Similar attempts to control the press were seen in other parts of the world, including East Asia, Europe, and Latin America. However, as the technology gained wider adoption, attempts at gaining control became less of a security concern and more of a strategic power struggle. The colonists wanted sole control of the press in fear of spreading ideas that challenged their rule; the Catholic Church wanted to use the press to spread its messages while restricting opposing religious ideologies from the same freedoms.

These manufactured asymmetries could only be cured by democratizing access to technology. When the Internet, smartphones, and social media became widely available in the middle of the last decade, political parties and, by extension, governments used them to their own advantage. There were even allegations (there still are) of foreign powers meddling in elections through targeted campaigns spreading misinformation.

While the negative aspects of using these technologies spread, so did the positive aspects.
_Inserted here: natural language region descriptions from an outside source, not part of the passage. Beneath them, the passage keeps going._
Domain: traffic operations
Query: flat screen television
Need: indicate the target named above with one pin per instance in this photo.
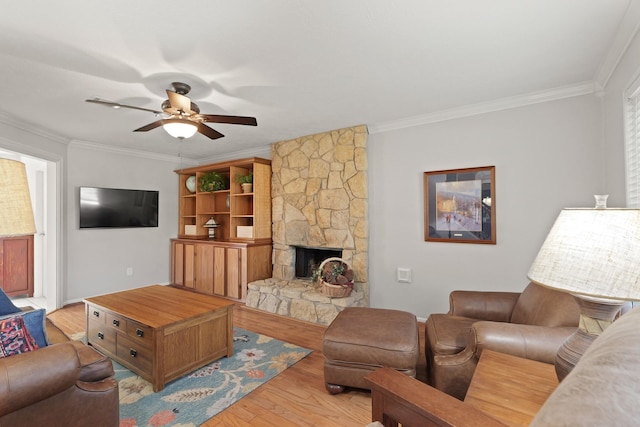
(118, 208)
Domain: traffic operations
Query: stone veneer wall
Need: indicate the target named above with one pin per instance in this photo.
(319, 199)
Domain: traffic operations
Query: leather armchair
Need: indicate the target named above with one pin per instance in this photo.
(532, 324)
(66, 384)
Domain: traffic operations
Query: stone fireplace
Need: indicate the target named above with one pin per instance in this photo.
(319, 201)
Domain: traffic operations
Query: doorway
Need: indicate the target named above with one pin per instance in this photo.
(42, 176)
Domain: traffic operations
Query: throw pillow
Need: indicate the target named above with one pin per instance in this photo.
(35, 322)
(15, 337)
(6, 306)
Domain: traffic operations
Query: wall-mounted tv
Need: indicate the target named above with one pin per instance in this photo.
(118, 208)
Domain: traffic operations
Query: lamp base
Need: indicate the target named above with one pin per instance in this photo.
(595, 316)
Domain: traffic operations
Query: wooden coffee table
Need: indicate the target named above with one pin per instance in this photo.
(510, 388)
(160, 332)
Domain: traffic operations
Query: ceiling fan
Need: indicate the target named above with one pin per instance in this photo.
(183, 118)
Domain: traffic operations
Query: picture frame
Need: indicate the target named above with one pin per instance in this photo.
(460, 205)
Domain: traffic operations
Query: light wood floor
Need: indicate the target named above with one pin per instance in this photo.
(297, 396)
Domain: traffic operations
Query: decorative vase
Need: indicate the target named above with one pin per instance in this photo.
(191, 184)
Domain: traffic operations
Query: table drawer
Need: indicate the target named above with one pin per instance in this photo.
(96, 314)
(100, 335)
(117, 322)
(131, 352)
(142, 334)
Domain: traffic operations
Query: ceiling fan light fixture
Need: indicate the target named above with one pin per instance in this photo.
(180, 129)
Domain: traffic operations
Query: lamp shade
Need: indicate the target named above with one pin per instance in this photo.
(179, 128)
(16, 214)
(593, 252)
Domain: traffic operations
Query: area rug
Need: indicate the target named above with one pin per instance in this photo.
(196, 397)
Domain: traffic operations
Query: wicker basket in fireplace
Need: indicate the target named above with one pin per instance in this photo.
(335, 277)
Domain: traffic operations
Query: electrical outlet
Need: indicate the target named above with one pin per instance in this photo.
(404, 275)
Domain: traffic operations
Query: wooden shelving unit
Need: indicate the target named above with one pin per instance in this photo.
(231, 208)
(241, 251)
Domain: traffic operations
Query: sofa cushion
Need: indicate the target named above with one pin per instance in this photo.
(6, 306)
(542, 306)
(15, 337)
(603, 388)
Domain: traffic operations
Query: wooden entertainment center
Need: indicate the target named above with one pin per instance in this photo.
(241, 250)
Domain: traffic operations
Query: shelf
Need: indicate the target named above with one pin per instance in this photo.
(231, 207)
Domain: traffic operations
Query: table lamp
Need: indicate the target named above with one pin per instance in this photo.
(594, 254)
(16, 214)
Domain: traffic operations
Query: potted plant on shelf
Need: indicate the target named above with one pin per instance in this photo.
(245, 181)
(335, 277)
(213, 181)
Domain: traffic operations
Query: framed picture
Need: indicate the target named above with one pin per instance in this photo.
(459, 205)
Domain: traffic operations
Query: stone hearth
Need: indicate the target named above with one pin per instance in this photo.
(319, 199)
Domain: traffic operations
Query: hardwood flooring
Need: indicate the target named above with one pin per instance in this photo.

Debunking efforts outpaced the reach of misinformation and people are now better informed.

There is also a notion of subjectiveness when deciding what’s good and bad (the rule of law is a good starting point). So, the only real solution to curbing most of the problems these technologies inevitably uncover is an even playing field where different viewpoints can be equally expressed.

The actual problem with AI is not the unfettered access people have but who has this access. Having a small subset of people dictating the direction of a technology that impacts most, if not all, of us creates an asymmetry that even governments may be unable to correct.

Any attempts at regulation will widen the asymmetry. Even governments can become bad actors by using these technologies to hold power while preventing opponents from using them through regulation.

We need to democratize AI to save our democracies.